Sri Lanka Maldives investment banking partners work on US55mn in deals

Saturday 4 September 2010 15:18

Sri Lanka's Acuity and Millennium Capital Management (MCM) Holdings of Maldives is partnering to provide investment banking services in the archipelago with deals worth 55 million US dollars in the pipeline, officials said.
Acuity, a unit of Sri Lanka's listed DFCC Bank and Hatton National Bank is working with MCM Holdings initially to finance hotel sector firms in the tourist paradise, Acuity chief Ray Abeywardena said.

But he said there was potential in healthcare and education.

MCM Holdings chairman Mohamed Jaleel, a former state minister for finance and a governor of the Maldives Monetary Authority said a fully fledged investment banking service provider was needed by businesses in the archipelago for years.

"Maldives' economy is driven by the tourism," Jaleel said. "One of the first projects we will enter will be in tourism.
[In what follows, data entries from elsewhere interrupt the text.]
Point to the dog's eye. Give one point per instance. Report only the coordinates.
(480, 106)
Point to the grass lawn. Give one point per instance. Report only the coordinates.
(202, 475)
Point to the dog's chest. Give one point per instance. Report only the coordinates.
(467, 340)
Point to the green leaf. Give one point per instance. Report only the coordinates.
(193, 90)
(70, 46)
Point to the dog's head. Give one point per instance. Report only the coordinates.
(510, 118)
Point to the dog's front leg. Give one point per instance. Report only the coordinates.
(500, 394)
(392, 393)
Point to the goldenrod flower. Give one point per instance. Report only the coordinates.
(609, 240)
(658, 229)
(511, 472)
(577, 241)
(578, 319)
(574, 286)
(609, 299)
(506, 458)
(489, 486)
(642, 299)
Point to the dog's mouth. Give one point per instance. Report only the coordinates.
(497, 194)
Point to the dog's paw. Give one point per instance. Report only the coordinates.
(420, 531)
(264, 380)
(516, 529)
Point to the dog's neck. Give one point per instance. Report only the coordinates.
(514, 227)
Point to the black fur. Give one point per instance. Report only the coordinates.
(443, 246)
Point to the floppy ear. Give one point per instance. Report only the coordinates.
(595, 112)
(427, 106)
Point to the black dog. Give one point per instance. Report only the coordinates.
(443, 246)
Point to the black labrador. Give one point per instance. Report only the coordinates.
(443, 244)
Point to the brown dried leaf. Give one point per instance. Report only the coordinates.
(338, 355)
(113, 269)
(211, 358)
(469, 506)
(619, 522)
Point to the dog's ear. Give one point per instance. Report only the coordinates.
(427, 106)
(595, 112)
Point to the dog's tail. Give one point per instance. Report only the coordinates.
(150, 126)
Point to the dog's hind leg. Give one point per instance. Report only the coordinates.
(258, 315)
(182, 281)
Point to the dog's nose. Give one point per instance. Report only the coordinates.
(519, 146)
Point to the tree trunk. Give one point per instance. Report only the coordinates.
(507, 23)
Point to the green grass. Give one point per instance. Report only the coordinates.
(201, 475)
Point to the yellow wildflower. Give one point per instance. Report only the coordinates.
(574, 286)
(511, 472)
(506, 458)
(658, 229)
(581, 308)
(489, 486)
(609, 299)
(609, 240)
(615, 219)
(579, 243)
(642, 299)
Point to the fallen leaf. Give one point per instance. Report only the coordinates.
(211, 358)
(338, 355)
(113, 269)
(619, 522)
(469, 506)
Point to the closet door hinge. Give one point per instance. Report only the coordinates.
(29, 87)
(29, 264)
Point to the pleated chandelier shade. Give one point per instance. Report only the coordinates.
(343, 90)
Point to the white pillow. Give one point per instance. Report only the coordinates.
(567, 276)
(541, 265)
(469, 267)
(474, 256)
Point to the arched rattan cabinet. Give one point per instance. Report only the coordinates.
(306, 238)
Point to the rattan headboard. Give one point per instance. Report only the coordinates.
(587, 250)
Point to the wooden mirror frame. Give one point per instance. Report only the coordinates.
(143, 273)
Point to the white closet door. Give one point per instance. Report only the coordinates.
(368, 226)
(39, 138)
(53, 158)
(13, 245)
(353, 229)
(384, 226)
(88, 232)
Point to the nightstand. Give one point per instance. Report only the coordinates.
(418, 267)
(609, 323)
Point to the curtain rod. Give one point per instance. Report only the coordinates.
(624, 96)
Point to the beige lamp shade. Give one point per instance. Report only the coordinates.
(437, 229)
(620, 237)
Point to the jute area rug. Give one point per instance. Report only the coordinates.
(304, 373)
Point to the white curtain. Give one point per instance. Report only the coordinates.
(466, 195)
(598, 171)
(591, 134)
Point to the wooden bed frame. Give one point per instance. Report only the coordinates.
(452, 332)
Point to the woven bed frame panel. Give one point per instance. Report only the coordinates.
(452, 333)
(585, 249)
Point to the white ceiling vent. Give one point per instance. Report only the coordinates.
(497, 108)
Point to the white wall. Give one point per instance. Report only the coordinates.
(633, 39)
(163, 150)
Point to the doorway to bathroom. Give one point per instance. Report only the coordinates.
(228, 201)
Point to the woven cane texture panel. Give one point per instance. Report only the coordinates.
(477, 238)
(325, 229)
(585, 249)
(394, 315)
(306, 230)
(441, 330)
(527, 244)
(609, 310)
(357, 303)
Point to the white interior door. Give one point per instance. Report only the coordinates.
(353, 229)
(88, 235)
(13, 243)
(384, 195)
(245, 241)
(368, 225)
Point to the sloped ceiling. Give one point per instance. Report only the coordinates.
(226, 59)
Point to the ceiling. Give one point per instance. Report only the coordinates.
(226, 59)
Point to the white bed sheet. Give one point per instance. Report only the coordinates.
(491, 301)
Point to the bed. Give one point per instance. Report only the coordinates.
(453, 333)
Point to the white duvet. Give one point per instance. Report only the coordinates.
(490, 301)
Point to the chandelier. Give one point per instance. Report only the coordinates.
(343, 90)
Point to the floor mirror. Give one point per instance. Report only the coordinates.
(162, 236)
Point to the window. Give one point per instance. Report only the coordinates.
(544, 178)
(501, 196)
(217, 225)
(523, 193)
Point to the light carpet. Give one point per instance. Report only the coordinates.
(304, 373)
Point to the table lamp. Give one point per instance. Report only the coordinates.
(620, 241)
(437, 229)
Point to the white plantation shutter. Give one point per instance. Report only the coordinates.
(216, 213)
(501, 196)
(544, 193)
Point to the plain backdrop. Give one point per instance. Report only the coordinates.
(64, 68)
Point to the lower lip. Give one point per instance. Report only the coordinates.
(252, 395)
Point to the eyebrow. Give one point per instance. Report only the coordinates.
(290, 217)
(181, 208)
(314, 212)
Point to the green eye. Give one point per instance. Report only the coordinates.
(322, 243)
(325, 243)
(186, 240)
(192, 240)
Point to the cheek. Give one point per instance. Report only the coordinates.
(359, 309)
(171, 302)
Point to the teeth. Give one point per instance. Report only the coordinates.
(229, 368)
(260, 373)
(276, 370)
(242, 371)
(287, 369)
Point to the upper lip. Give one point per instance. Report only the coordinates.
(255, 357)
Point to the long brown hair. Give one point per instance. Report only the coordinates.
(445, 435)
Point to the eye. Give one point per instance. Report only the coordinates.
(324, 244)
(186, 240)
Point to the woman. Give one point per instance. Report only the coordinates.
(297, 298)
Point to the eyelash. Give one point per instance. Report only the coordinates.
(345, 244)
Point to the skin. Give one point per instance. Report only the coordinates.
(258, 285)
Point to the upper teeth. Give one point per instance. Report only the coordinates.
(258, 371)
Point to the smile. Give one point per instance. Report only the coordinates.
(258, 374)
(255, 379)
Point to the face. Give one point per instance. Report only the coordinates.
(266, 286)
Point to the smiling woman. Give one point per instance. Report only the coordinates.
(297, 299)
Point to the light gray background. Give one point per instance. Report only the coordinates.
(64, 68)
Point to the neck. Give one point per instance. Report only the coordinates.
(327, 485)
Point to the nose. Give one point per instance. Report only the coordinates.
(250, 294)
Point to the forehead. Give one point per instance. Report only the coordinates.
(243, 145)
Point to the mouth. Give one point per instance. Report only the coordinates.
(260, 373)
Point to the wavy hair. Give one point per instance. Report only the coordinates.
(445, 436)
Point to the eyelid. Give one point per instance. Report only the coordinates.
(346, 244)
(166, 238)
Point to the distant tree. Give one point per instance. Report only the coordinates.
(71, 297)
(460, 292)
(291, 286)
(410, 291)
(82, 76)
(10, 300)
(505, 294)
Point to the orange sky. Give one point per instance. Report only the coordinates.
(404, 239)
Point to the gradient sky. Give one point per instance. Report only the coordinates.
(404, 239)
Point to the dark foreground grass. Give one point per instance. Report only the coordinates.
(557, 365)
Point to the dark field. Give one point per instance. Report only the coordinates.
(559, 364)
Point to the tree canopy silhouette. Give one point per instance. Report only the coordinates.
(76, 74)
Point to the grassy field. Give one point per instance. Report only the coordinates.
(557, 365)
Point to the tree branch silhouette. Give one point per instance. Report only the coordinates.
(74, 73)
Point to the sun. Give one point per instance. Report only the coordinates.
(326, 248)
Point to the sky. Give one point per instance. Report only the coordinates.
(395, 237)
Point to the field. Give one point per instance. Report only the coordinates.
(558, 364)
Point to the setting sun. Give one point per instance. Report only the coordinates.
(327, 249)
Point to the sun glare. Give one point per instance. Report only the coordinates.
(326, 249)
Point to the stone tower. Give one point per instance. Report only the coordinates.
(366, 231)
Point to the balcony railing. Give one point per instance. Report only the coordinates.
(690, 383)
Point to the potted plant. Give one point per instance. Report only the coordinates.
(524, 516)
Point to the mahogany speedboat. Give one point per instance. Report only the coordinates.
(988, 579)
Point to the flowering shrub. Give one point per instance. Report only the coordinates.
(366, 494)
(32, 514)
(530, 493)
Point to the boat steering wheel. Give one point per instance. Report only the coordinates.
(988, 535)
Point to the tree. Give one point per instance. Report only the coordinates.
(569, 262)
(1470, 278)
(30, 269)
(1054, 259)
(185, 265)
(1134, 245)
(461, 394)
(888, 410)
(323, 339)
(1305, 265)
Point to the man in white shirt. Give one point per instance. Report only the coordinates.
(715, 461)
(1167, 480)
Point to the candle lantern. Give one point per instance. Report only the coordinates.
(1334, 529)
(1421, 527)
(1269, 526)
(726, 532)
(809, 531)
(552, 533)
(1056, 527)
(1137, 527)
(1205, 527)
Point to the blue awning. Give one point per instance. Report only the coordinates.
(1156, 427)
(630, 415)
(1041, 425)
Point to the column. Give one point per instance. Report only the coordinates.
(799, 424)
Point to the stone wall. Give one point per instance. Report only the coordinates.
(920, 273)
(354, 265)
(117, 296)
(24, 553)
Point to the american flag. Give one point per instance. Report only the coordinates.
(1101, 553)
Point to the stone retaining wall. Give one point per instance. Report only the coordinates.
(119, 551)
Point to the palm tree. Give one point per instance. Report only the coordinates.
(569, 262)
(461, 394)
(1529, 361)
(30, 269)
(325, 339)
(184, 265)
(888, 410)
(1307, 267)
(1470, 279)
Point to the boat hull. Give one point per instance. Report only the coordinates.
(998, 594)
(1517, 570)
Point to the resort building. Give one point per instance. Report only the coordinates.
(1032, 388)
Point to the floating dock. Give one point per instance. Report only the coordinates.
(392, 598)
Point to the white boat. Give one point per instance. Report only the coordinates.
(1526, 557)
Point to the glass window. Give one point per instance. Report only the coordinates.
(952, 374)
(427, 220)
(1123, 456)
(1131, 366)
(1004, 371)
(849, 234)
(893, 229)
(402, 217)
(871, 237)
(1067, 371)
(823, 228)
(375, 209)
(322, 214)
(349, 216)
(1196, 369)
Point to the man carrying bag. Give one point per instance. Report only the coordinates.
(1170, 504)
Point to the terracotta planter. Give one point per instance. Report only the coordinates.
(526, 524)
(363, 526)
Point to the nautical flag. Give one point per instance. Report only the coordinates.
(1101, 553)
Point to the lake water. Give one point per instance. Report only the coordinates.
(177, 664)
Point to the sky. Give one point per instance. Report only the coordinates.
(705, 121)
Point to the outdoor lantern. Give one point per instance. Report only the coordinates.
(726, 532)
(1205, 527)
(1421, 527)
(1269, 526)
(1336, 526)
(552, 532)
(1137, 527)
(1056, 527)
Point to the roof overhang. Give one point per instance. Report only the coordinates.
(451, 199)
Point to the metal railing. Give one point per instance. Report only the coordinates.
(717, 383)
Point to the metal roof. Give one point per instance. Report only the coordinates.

We will find other potential areas in due course."

Shehan Cooray, who heads of Acuity's corporate finance division, said the partnership was working on a 15 million US dollar debt syndication for an undisclosed leisure firm and about 40 million dollars worth other deals were being looked at.

The firm was securitizing lease receivables from an investor who had sub-leased an island to an international hotel operator, he said.

Ahmed Adeeb, chief operating officer of Millennium Capital Management, the finance arm of MCM Holdings said there was renewed interest in hotel investment after the Maldivian government changed the terms of island leases.

State owned uninhabited islands were earlier leased for 25 years with large projects going up to 35 years. But a new law passed in the parliament which is due to be ratified by the president shortly had extended the lease period up to 50 years.

"Companies that sells 55 percent of the stock to the public may be able to get leases up to 90 years, though the details are still not clear," he said.

Officials say there is potential for growth in the fledgling Maldivian capital market where so far only a handful of companies are listed and trading is not active.

As Maldives has freed its capital market its people were investing abroad including in the Colombo stock market.

Jaleel said a formal link with Acuity will also help Maldivians invest in Colombo more easily.

Such freedoms are still not available to Sri Lankan though current Central Bank governor Nivard Cabraal is planning to liberalize the capital account in stages.

Sri Lanka slapped draconian exchange controls on its people and made moving their hard earned savings to other markets a crime within three years of creating a money printing central bank.

Unlike Sri Lanka's central bank, the Maldives Monetary Authority has a strong record in keeping its currency strong and rarely prints money to cause 'foreign exchange shortages' and break the dollar peg with the Rufiyaa.

Sri Lanka's continuously depreciating currency and decades of deficit spending have made its citizens work as domestic servants in the Maldives.

However a sudden increase in civil service salaries ahead of the last presidential elections and a shortfall in revenue during a global downturn triggered central bank financing of the fiscal deficit, pushing the islands into an International Monetary Fund deal.